Tuesday, May 1, 2007

Musicians unlock Da Vinci Mystery Melody in Rosslyn Chapel

A Scottish church which featured in the best-selling novel "The Da Vinci Code" has revealed another mystery hidden in secret code for almost 600 years.

A father and son who became fascinated by symbols carved into the chapel's arches say they have deciphered a musical score encrypted in them.

Thomas Mitchell, a 75-year-old musician and ex-Royal Air Force code breaker, and his composer and pianist son Stuart, described the piece as "frozen music."

"The music has been frozen in time by symbolism," Mitchell said on his Web site (www.tjmitchell.com/stuart/rosslyn.html), which details the 27-year project to crack the chapel's code.

"It was only a matter of time before the symbolism began to thaw out and begin to make sense to scientific and musical perception."

The 15th Century Rosslyn Chapel, about seven miles south of the Scottish capital Edinburgh, featured in the last part of Dan Brown's "The Da Vinci Code" -- one of the most successful novels of all time which has been turned into a Hollywood film.

Stuart Mitchell said he and his father were intrigued by 13 intricately carved angel musicians on the arches of the chapel and by 213 carved cubes depicting geometric-type patterns.

"They are of such exquisite detail and so beautiful that we thought there must be a message here," he told Reuters.

Years of research led the Mitchells to an ancient musical system called cymatics, or Chladni patterns, which are formed by sound waves at specific pitches.

The two men matched each of the patterns on the carved cubes to a Chladni pitch, and were able finally to unlock the melody.

The Mitchells have called the piece The Rosslyn Motet and added words from a contemporary hymn to complete it.

They have also scheduled a world premiere at a concert in the chapel on May 18, when four singers will be accompanied by eight musicians playing the piece on medieval instruments.

Simon Beattie of the Rosslyn Chapel Trust said he was delighted to have the mystery finally solved, and was intrigued by the music itself.

"It's not something you would want to put on in the car and listen to, but it's certainly an interesting piece of music," he said. "It's got a good medieval sound to it."



1 comment:

student of history said...

The music at Rosslyn is mainly in one's head, rather than in the stone.
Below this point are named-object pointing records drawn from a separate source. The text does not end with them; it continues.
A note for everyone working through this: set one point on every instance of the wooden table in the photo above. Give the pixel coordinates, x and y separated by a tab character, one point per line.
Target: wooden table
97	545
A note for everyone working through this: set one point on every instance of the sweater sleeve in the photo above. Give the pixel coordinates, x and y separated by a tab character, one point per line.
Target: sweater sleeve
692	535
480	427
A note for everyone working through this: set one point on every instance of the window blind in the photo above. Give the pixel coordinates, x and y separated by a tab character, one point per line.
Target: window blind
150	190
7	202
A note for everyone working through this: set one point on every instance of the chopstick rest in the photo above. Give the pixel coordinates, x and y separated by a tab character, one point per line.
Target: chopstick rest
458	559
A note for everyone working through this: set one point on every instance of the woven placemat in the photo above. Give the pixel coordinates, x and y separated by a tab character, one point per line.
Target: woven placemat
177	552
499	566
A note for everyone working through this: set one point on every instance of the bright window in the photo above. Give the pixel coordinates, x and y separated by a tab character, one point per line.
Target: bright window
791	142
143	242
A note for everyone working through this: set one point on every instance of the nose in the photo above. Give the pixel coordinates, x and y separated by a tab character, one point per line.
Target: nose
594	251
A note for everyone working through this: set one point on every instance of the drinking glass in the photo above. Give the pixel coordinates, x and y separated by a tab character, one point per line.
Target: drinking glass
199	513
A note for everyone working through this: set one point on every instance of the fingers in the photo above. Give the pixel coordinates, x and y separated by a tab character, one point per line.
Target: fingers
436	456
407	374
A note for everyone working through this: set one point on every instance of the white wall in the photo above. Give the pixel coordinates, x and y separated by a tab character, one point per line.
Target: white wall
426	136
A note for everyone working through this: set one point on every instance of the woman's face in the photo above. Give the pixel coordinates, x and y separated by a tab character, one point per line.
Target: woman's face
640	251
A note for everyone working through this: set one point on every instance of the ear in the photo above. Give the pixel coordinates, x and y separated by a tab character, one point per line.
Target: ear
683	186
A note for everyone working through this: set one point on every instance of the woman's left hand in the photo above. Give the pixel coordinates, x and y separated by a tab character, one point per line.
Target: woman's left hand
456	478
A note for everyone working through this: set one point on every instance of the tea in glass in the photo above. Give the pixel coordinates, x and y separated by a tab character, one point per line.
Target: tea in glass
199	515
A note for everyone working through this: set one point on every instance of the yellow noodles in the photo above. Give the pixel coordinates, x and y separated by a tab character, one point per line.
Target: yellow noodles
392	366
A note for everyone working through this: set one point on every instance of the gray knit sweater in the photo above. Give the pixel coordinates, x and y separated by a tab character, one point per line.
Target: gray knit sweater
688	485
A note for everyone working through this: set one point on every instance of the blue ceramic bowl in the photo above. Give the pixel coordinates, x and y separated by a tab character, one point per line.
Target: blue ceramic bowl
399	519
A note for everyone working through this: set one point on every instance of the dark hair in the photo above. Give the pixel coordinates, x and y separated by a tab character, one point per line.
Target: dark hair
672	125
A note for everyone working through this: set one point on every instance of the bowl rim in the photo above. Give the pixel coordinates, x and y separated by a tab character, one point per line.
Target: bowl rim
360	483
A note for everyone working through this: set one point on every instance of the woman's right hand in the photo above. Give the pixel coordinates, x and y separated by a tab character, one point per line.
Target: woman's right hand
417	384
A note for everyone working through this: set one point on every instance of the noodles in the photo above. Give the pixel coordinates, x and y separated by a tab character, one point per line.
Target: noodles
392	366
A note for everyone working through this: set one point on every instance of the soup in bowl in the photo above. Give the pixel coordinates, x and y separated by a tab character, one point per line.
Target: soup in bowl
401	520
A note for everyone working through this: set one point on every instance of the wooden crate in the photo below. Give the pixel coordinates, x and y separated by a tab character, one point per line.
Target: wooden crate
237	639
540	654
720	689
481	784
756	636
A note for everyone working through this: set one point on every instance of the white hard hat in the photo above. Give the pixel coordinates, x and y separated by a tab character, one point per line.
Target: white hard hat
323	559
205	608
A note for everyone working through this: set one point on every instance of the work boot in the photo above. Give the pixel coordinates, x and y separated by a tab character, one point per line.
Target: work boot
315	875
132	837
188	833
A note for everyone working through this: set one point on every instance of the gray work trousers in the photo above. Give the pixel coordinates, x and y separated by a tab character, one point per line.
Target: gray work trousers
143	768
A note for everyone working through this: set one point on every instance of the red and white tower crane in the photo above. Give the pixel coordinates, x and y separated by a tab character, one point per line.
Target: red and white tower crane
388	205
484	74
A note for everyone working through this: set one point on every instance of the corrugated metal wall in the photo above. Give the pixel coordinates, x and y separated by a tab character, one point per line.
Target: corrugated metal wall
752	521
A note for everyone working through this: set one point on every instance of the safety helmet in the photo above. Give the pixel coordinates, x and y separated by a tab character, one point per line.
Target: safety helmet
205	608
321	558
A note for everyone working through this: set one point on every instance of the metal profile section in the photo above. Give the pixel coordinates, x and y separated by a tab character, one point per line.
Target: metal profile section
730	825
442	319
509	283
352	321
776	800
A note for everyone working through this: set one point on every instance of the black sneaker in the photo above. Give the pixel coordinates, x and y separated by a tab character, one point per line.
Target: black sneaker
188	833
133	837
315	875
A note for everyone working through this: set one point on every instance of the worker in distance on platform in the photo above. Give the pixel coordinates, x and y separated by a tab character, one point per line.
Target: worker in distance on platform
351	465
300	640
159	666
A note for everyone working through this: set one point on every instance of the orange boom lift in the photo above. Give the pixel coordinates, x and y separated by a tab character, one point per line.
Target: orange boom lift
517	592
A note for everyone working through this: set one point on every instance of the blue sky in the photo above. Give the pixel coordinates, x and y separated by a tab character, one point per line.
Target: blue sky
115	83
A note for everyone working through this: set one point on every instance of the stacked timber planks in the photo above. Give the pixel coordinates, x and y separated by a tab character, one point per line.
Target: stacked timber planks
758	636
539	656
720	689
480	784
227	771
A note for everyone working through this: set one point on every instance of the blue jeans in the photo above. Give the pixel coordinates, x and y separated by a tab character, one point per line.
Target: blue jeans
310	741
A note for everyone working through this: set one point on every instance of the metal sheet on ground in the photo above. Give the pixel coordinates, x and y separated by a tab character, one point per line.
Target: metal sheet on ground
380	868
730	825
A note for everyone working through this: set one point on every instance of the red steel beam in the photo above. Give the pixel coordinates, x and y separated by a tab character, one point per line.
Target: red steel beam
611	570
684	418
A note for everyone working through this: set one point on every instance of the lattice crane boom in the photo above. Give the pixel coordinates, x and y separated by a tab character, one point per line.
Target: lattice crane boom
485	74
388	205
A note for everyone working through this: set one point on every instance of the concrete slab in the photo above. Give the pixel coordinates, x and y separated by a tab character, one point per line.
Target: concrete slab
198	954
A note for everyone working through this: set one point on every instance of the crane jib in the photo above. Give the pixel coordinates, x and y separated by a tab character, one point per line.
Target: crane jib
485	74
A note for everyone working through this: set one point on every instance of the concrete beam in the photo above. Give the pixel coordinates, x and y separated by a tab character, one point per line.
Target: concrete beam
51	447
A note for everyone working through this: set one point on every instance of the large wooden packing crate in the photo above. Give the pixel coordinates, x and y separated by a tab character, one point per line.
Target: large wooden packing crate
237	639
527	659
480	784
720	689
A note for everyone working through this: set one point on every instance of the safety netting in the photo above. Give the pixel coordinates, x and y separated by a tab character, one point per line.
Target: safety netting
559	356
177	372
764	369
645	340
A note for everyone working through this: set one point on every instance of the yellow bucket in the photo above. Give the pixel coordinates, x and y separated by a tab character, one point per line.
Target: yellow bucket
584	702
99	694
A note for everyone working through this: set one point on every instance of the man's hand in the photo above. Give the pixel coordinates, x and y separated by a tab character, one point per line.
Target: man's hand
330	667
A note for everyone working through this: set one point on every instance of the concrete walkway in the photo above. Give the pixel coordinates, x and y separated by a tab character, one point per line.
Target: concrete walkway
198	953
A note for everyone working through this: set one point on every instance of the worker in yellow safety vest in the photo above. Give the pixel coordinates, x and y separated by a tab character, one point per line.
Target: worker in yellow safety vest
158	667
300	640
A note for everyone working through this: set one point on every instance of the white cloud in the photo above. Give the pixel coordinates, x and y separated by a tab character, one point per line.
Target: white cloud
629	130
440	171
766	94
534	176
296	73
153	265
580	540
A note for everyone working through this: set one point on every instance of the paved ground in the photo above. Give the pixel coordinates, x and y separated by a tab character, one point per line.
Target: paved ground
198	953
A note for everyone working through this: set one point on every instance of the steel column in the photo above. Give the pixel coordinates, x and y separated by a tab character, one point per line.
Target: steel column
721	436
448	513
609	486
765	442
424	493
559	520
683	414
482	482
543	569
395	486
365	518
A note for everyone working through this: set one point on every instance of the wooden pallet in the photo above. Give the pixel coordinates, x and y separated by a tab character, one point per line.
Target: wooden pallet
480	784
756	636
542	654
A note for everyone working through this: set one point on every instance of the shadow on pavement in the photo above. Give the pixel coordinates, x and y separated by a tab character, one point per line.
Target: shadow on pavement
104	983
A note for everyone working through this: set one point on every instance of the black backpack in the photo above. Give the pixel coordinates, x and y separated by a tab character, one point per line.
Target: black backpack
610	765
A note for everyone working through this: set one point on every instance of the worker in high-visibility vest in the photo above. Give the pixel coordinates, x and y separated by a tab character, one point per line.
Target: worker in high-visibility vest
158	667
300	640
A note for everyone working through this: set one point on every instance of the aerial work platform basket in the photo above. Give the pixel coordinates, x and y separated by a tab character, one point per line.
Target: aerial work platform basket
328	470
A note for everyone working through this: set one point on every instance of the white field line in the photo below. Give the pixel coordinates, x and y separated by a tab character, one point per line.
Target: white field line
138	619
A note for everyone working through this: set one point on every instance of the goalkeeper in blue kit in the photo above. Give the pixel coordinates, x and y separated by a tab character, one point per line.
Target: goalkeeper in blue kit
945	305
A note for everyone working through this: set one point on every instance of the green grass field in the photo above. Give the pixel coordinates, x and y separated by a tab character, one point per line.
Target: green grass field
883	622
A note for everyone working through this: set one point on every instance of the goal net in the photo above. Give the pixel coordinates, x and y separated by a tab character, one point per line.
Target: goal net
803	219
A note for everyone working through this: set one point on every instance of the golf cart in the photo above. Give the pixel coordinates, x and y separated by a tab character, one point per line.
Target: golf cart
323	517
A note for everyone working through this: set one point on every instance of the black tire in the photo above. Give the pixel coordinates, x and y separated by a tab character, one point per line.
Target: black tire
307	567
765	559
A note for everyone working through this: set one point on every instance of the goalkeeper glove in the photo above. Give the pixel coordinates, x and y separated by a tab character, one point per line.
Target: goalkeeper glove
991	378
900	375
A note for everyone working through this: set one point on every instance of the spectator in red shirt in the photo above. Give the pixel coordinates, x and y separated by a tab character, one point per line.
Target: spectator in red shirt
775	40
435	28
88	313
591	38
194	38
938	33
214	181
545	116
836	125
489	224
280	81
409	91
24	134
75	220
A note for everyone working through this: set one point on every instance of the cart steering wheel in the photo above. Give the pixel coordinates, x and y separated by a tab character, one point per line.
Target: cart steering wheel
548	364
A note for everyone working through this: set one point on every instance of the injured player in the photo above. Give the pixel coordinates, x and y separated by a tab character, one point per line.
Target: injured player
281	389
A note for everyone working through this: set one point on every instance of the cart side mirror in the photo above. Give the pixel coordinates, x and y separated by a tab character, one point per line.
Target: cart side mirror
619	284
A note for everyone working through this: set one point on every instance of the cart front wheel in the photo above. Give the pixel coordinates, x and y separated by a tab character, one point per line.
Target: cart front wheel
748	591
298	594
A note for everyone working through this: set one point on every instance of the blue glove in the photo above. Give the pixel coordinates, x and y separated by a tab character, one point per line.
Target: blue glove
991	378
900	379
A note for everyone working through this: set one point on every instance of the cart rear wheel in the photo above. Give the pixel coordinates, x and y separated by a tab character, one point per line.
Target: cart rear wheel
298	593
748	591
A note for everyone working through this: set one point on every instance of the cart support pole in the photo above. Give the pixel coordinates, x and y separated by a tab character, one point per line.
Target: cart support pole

Try reading this new book:it provides all the evidence.

ROSSLYN CHAPEL REVEALED (Sutton Publishing Ltd)
• Hardcover: 256 pages
• Publisher: Sutton Publishing Ltd (1 November 2007)
• Language English
• Price £17.99
• ISBN-10: 0750944676
• ISBN-13: 978-0750944670

‘Rosslyn Chapel Revealed’ is unique in exploring the landscape of Midlothian in depth — the geology, the flora and fauna, illustrated by fascinating antique maps. It was this landscape that supplied the pink, yellow and grey stone for Rosslyn Chapel, cut from the ancient wildernesses of Roslin Glen.

‘Rosslyn Chapel Revealed’ explains in detail what few have done before — the daily life of the priests and choirboys at Rosslyn Chapel, one of 40 collegiate churches set up as powerhouses of prayer and song — some of the music still happily preserved in major libraries across Europe.

‘Rosslyn Chapel Revealed’ makes clear the central role of the Scots scholar Fr Richard Augustine Hay, related to the Sinclair by marriage, and involved in the strange but brief years around 1688 when King James VII set up a Roman Catholic Chapel Royal at Holyrood, a printing-press and a school and Fr Hay took part in the services.

‘Rosslyn Chapel Revealed’ explores the landscape of Midlothian from Temple village (home of glass artist and clarsach player Alison Kinnaird and folk musician Robin Morton, and once home to painter Sir William Gillies and author George Scott-Moncrieff), to Soutra Aisle and the unique ecumenical community of the Transfiguration.

‘Rosslyn Chapel Revealed’ uncovers the role of Sir Walter Scott in increasing the Chapel’s reputation for mystery and the ways in which successive poets, painters and photographers celebrated the extraordinary design of the Chapel.

‘Rosslyn Chapel Revealed’ ends with a new mystery, a challenge to its readers to uncover the truth behind an act of sacrilege committed in the Chapel in the 1470s, the answer to which lies in the Secret Vatican Archives in Rome.

Among the myths ‘Rosslyn Chapel Revealed’ lays to rest are:

• The Apprentice Pillar (also known as the ‘Prince’s Pillar) is a story found at a number of other medieval churches in Britain and the Continent. Interviews with 3 working stonemasons and an apprentice mason (at St Mary’s Episcopal Cathedral Workshop, Edinburgh) show that no apprentice would have the skill to carve such a pillar that would take a year to complete

• Knights Templar the Sinclair family were Crusaders (fighting to free the Holy Land). Templars had to swear vows of poverty, chastity and obedience. The Sinclairs were married, well-to-do and vowed allegiance only to the King.

• American Corn two academic botanists with PhDs are quoted as finding no evidence of any specific botanical specimen in the decoration of the Chapel, apart, perhaps, from Hart’s Tongue Fern, an ancient plant that still grows in Roslin Glen.

• Freemasons Freemasonic images were added to the Chapel in the 1860s when the Fourth Earl of Rosslyn, Grand Master Mason of Scotland, commissioned the architect David Bryce to ‘restore’ the Chapel. He took out a number of damaged stone ‘bosses’ in the Lady Chapel and replaced them with new, quasi-masonic carvings

• The Red Light-Box photographs by Hill & Adamson show that the medieval tracery of the East Window was entirely different to that in the window today. New stone tracery and stained glass were inserted in the 1860s, including the triangle of red glass said to be a ‘light-box.’


All these facets of Rosslyn Chapel are profusely illustrated with some 30 colour photographs and 200 black and white images, as well as a copious footnotes substantiating all the evidence provided in the book, a detailed index and a contact list of useful organisations.